As for those in other parts of the country, they’re implicated by the Reserve Bank putting the brakes on the rate cuts needed to bolster the economy, due to it not wanting to aggravate the beast that is the Auckland housing market.
So how does this 1:1000 – NIMBY vs. the nation – ratio even constitute a debate you ask?
Because the NIMBYs who make up the ‘1’ are loud and loaded. They have the time and resources to advocate their position through the right channels. Just look at this photo of the extraordinary Auckland Council meeting on Wednesday. White, seemingly middle-class and middle-aged is all I can say.
Sadly the Council bucked to the pressure of a loud minority, nullifying all the time and money it put into updating its submission on the Unitary Plan. A “democratic deficit”, as said by Generation Zero’s Dr Sudhvir Singh at the Council’s meeting.

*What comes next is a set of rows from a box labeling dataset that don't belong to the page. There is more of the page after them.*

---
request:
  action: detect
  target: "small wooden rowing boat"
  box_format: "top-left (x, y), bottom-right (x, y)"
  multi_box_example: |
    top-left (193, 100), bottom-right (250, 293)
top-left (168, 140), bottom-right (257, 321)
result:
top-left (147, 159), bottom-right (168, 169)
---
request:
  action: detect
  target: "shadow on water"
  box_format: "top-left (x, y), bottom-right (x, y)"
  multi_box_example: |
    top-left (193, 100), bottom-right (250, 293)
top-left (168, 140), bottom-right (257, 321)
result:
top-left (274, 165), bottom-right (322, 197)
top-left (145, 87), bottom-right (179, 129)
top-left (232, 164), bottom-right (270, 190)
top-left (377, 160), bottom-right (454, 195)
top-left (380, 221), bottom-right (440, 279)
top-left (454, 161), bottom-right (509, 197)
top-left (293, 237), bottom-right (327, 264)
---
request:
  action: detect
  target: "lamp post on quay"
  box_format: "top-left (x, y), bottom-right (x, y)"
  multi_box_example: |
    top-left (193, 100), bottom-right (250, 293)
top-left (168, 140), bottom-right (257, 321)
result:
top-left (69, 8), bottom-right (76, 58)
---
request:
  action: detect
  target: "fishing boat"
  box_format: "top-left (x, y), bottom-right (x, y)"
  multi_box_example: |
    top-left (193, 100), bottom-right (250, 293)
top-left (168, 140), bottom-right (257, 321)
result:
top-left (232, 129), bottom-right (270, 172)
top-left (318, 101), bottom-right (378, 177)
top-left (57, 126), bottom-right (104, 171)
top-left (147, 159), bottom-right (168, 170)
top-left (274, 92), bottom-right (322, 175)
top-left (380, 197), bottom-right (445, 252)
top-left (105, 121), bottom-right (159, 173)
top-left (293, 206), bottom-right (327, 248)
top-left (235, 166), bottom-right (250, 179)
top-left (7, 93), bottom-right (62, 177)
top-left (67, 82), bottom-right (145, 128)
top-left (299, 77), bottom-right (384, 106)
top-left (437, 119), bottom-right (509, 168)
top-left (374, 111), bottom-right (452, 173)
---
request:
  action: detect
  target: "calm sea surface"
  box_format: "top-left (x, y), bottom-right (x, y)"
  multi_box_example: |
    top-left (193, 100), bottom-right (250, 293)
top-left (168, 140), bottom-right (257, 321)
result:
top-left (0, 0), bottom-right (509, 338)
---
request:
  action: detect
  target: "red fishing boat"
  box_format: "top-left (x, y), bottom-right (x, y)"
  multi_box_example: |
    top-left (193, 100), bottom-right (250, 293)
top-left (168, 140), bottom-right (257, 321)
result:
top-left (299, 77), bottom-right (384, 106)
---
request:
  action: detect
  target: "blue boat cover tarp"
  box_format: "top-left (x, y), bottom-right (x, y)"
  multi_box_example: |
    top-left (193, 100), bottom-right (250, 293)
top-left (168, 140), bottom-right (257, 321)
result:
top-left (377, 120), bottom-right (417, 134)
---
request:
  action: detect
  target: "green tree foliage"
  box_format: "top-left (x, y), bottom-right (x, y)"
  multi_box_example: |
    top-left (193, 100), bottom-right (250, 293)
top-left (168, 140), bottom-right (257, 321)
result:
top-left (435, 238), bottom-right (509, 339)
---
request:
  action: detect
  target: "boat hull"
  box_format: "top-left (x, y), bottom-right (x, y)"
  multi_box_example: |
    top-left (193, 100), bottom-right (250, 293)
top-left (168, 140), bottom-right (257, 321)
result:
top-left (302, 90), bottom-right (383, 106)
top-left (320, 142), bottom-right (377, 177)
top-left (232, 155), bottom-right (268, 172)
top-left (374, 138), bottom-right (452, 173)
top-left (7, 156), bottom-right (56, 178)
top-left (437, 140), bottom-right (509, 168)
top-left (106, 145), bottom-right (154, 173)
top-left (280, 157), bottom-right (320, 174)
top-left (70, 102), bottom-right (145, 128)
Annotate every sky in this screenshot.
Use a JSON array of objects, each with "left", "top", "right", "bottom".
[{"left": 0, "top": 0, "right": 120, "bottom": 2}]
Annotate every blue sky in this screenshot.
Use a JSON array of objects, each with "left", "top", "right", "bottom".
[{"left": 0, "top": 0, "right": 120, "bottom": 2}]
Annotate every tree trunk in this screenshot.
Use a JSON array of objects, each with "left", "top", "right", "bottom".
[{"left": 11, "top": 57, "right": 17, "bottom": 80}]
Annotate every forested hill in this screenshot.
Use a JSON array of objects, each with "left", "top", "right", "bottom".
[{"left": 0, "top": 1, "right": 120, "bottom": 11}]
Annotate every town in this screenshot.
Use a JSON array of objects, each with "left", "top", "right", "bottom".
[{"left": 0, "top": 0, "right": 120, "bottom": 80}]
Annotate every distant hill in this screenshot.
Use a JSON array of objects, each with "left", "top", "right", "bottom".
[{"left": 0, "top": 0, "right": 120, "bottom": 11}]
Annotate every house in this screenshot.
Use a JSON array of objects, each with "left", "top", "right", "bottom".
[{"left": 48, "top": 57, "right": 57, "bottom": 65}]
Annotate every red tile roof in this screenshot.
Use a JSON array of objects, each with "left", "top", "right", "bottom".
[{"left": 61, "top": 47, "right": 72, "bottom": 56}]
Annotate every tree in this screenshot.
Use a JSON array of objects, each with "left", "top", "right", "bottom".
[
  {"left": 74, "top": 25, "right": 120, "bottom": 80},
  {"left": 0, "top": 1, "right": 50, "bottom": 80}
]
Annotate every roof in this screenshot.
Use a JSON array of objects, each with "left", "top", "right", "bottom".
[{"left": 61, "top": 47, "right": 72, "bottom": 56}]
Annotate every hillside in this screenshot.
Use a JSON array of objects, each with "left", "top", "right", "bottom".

Singh urged the Council not to define the community by who turns up to meetings, but rather acknowledge the number of people unable to attend due to being at work.
The issue in now in the hands of the government-appointed Independent Hearings Panel. It is expected to recommend a new Unitary Plan in late July, after which the Council will have 20 working days to make a decision on whether to accept the plan.
While the Panel can technically be more brazen about densification than the Council, the Council will have its final say weeks away from elections in September and October.
It is for this reason I urge people to make their voices heard. There’s never been a better time to remind the decision-makers who they really represent.